Próceres del rock como Spinetta, Charly y Fito Páez se han cansado de explicar cómo Los Shakers fueron determinantes en los 60. Pero en la serie aparecen ¡un minuto y medio!, cuando explota la beatlemanía en todo el mundo. Listo, gracias. Cero mención a Eduardo Mateo, a Tótem, a Días de Blues, a Psiglo, algo que al pasar se podría destacar al menos por su presencia en el festival BA Rock, a inicios de los 70. Pero ese evento ultramencionado por los historiadores de la música en serio también fue omitido.
Para un melómano de este corcho que desde hace dos siglos aguanta la presión entre Argentina y Brasil resulta bastante interesante conocer parte de la prehistoria del rock en México, desde los Teen Tops (no hay entrevista en la que Rubén Rada no los nombre, y esta no es la excepción), al movimiento hippie que murió con la brutal matanza estudiantil de Tlatelolco en 1968 y con la posterior prohibición (literal) del rock. Son increíbles los testimonios de la férrea represión policial a cualquier banda que osara animarse con la secuencia de acordes inmortalizada por Bill Haley y Sus Cometas. Entre los personajes que cuentan la historia del rock en México, sobresale el guitarrista tijuanense Javier Bátiz, precursor en 1957 con solo 13 años, quien aún conserva su sonrisa ancha, su chispa y su melena (artificialmente) oscura.
El mejor personaje en la galería de testimonios es, por lejos, el ítaloargentino Giuliano Canterini (Billy Bond), líder de Billy Bond y La Pesada del Rock and Roll, quien da título a la serie con la anécdota del concierto en el Luna Park en el que, parafraseando al máximo éxito de Los Shakers, y ante el ingreso de la policía al estadio para disolver el concierto, arengó a su público a iniciar la hecatombe: “¡Rompan todo!”.
Resulta extraño que en toda la serie no aparezcan bandas como Los Ratones Paranoicos o se ignore totalmente la visita de Mano Negra en 1992 a bordo de Cargo 92, que voló miles de cabezas en cada puerto que visitó y llenó de trompetas, pailas y saxofones el rock sudamericano, preñado, guste o no, de una festiva y poderosa influencia.
Está muy bien el protagonismo de Soda Stereo, presente en al menos tres de los seis capítulos, pues fue determinante para encender la chispa en varios países del Pacífico, Centroamérica e incluso en México, donde el rock había resultado atrofiado por una prohibición dictatorial del gobierno del PRI. Pero del mismo modo hay que señalar que está exageradamente minimizada la presencia de Patricio Rey y Sus Redonditos de Ricota y del periplo solista de sus dos principales mentores, Skay Beilinson e Indio Solari.
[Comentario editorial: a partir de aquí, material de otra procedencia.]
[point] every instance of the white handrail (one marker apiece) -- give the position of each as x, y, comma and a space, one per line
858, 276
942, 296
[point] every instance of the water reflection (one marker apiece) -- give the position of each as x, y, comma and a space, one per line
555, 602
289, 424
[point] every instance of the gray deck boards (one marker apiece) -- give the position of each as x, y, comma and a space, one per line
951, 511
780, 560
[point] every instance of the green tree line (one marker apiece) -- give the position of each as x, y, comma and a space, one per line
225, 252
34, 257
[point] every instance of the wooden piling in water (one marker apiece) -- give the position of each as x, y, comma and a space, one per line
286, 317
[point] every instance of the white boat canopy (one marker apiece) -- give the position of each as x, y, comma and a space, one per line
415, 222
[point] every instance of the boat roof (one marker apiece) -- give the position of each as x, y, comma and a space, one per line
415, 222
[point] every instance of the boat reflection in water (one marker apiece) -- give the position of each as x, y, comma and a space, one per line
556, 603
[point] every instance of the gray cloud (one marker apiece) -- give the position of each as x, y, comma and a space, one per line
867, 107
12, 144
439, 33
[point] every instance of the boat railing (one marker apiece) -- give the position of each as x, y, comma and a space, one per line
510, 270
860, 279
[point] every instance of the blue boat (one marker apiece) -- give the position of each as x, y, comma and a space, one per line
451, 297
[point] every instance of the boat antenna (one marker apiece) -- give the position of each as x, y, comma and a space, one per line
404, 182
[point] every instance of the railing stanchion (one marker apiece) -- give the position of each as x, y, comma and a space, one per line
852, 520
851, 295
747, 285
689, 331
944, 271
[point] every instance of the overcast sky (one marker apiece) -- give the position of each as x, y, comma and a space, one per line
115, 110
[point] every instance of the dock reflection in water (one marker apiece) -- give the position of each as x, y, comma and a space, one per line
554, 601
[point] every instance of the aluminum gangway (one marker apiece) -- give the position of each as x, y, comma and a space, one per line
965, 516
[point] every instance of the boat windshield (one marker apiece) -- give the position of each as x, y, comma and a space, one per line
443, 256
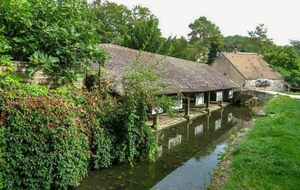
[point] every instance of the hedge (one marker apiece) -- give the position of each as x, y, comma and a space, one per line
50, 141
41, 145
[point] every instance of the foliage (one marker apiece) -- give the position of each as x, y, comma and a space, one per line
206, 40
43, 148
296, 45
241, 43
268, 158
259, 38
58, 37
7, 78
112, 21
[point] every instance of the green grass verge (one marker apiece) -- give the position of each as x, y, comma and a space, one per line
269, 156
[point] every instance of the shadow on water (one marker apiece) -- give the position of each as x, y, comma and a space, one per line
187, 155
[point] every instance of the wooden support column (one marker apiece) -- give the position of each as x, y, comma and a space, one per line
156, 121
187, 107
208, 101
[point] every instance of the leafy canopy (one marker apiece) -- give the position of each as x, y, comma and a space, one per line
57, 37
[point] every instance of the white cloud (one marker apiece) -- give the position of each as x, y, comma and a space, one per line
232, 16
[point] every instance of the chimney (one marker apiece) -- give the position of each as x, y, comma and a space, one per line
235, 51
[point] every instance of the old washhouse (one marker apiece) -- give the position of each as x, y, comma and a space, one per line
199, 87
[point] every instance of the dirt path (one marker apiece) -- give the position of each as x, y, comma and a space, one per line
280, 93
223, 170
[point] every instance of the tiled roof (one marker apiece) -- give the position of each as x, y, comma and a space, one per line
179, 75
252, 66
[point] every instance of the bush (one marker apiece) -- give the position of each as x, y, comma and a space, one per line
41, 144
58, 37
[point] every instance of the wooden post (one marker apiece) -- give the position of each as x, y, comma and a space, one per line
187, 108
208, 101
155, 121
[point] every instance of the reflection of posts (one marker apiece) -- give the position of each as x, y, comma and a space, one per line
155, 121
208, 101
187, 131
187, 108
208, 117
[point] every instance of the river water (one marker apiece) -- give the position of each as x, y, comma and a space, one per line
187, 156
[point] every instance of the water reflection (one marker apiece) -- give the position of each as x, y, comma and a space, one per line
187, 154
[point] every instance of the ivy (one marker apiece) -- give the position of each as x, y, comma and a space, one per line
42, 146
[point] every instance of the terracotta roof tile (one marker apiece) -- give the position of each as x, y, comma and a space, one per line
179, 75
252, 66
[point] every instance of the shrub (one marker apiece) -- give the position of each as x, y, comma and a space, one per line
41, 144
58, 37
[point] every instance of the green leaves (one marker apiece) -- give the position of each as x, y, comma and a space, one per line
61, 32
206, 40
41, 146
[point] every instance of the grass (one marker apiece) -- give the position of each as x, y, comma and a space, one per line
269, 156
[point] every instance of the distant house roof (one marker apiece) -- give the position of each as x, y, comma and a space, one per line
180, 76
252, 66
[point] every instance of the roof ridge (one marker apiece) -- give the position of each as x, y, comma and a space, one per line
150, 53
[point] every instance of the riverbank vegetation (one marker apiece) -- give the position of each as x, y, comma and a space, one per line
51, 138
268, 158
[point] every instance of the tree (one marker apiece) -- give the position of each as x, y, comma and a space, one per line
112, 21
259, 37
241, 43
206, 40
144, 33
58, 37
296, 45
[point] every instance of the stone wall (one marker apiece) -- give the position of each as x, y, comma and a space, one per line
40, 77
223, 66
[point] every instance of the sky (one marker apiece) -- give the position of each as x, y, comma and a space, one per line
281, 17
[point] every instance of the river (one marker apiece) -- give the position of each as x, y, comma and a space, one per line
187, 156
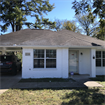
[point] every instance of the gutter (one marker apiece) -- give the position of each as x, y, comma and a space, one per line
32, 46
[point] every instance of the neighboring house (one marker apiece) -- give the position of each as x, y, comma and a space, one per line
49, 54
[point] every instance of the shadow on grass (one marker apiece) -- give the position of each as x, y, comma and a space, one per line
47, 80
98, 78
84, 97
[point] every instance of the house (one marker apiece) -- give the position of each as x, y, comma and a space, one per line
49, 54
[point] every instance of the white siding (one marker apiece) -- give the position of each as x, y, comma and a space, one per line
100, 70
61, 71
84, 61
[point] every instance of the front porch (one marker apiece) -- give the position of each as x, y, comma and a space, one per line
82, 61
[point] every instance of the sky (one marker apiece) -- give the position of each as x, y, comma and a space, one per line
63, 11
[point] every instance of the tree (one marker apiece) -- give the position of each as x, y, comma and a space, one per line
93, 8
58, 25
14, 12
71, 25
89, 28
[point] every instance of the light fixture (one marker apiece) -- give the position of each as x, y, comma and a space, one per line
81, 53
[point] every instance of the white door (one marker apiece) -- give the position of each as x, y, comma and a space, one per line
73, 61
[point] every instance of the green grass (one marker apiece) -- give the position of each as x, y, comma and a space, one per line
47, 80
53, 97
98, 78
91, 96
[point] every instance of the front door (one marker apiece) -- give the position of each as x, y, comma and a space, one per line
73, 61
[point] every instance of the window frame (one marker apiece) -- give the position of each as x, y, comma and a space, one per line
101, 59
45, 58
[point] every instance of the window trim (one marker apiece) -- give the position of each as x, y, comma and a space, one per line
101, 59
45, 59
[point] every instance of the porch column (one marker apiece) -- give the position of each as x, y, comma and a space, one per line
92, 63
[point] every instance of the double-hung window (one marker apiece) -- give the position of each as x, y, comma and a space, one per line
100, 58
44, 58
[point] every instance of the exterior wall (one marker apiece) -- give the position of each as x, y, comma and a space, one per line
61, 70
100, 70
86, 64
83, 61
93, 63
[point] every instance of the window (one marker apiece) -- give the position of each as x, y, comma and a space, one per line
100, 58
50, 58
38, 58
44, 58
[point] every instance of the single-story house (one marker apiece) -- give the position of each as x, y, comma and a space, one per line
49, 54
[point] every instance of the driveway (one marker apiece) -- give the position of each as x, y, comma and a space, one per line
7, 80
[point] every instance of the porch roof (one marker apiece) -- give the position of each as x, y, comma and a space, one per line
39, 37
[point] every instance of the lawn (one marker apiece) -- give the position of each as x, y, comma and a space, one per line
47, 80
91, 96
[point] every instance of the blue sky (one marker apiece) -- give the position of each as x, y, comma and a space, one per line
63, 10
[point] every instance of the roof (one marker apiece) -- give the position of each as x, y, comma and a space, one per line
39, 37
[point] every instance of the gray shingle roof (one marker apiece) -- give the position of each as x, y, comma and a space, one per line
29, 37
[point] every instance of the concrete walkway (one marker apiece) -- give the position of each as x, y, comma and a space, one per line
81, 81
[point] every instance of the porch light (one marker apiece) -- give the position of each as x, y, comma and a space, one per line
81, 53
93, 57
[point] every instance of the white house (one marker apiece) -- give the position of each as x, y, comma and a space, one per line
49, 54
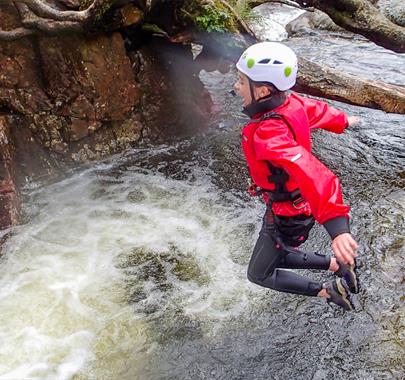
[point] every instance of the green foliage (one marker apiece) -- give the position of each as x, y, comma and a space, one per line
217, 15
214, 19
102, 10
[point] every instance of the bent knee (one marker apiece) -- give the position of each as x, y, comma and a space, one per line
259, 279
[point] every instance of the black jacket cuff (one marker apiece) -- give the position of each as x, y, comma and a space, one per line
337, 226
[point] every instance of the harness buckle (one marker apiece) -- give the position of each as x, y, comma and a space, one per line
297, 202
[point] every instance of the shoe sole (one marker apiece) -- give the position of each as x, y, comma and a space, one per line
345, 295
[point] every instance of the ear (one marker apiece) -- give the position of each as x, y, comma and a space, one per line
263, 91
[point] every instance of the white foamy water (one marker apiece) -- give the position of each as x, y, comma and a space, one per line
68, 277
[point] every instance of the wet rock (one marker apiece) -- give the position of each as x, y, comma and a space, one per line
75, 98
394, 10
308, 21
173, 95
9, 197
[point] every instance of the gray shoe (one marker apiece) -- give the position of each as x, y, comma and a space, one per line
339, 293
348, 273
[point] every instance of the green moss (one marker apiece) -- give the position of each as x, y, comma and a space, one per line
216, 16
103, 9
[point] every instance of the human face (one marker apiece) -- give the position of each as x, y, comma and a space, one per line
242, 88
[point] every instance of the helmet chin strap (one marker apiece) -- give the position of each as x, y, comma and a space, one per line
266, 103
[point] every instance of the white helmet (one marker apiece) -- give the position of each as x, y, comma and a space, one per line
270, 62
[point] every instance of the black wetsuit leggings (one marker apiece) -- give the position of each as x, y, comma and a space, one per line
274, 250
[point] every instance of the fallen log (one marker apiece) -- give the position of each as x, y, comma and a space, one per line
326, 82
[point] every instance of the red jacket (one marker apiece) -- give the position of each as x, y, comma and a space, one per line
287, 144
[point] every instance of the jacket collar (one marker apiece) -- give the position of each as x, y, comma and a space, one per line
256, 109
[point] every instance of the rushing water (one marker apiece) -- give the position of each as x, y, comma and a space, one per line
135, 268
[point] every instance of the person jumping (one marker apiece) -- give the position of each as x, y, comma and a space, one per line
296, 187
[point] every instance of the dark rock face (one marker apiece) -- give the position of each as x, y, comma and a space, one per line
71, 99
309, 21
394, 10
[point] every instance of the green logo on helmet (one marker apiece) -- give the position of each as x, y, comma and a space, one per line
250, 63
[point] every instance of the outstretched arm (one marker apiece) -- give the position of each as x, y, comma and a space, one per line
317, 184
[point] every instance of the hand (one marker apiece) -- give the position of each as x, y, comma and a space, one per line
353, 120
344, 248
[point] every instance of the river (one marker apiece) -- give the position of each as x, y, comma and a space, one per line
134, 268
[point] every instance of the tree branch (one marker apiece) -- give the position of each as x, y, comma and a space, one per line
31, 21
255, 3
44, 10
15, 34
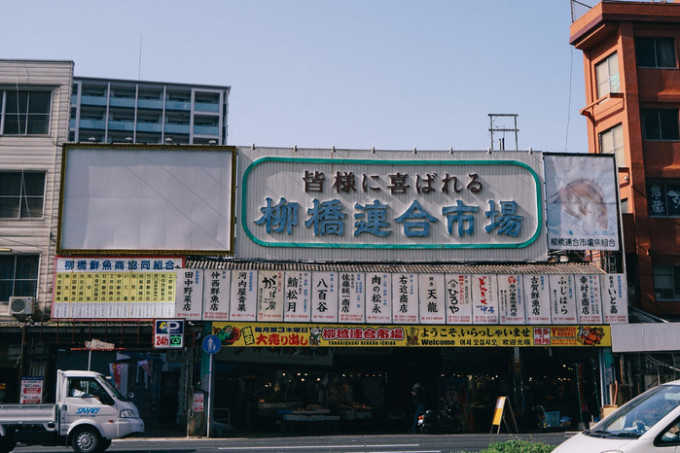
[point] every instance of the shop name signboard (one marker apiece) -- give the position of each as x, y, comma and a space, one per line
115, 288
339, 335
402, 298
352, 205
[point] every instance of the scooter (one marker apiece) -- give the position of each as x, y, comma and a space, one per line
445, 419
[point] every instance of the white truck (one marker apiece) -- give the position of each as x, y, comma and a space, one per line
88, 413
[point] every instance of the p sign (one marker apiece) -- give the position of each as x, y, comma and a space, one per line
168, 334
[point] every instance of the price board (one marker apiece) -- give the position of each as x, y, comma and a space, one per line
168, 334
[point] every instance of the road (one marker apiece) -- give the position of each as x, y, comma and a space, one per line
378, 443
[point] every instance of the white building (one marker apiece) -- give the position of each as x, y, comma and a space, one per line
34, 112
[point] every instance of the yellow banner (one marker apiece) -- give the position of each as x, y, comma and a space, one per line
256, 334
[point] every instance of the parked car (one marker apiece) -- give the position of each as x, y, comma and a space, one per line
648, 423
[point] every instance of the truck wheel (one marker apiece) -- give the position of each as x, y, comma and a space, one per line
7, 444
86, 440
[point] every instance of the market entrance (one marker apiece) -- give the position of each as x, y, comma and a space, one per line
353, 389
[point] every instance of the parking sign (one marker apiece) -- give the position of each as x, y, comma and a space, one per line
168, 334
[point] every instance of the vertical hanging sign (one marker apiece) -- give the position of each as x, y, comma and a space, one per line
216, 294
484, 299
615, 298
404, 299
588, 304
458, 299
537, 299
189, 295
243, 300
562, 300
270, 296
351, 300
324, 297
432, 298
378, 298
511, 299
296, 297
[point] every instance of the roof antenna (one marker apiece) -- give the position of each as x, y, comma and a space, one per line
139, 67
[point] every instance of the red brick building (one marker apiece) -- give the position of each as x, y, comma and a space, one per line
632, 81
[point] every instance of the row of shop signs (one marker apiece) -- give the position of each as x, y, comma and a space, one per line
169, 334
400, 298
343, 297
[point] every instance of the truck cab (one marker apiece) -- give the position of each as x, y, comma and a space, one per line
87, 399
88, 413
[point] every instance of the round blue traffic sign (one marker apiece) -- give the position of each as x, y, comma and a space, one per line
211, 344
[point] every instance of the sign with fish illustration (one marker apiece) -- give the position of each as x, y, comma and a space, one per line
581, 196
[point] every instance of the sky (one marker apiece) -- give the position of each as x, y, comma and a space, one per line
354, 74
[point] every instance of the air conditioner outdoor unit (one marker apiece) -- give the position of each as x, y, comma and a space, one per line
21, 305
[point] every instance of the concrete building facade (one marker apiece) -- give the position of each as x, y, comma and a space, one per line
126, 111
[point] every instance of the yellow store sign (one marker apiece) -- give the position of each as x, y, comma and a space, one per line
338, 335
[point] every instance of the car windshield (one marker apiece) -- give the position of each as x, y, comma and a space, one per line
112, 389
640, 414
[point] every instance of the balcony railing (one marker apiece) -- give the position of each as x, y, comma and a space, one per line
121, 125
92, 100
207, 106
176, 128
206, 130
155, 104
92, 124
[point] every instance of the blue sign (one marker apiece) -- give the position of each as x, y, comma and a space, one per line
211, 344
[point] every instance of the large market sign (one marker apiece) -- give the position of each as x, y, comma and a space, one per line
305, 335
355, 205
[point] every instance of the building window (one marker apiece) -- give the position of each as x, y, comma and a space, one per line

Unos pocos minutos en el final del quinto capítulo parece un menosprecio absolutamente adrede. También resulta muy escasamente analizado el movimiento del llamado Rock Chabón, manifestación de fuerte componente territorial, encabezada en los 90 por bandas como Los Piojos y La Renga.
El propio Charly García —lo más parecido a Lennon y McCartney en esta parte del planeta— pareciera que no hizo más nada después de Clics modernos. Y mejor no hablar de la imperdonable omisión de María Gabriela Epumer en toda la serie. Especialmente en el último episodio, cuando le dedican un expiatorio clip de tres minutos a la mujer en el rock latinoamericano.
Termina el sexto capítulo y, más allá de las luces, prevalece la sensación de haber leído uno de los tantos evangelios. Hay otros, por suerte.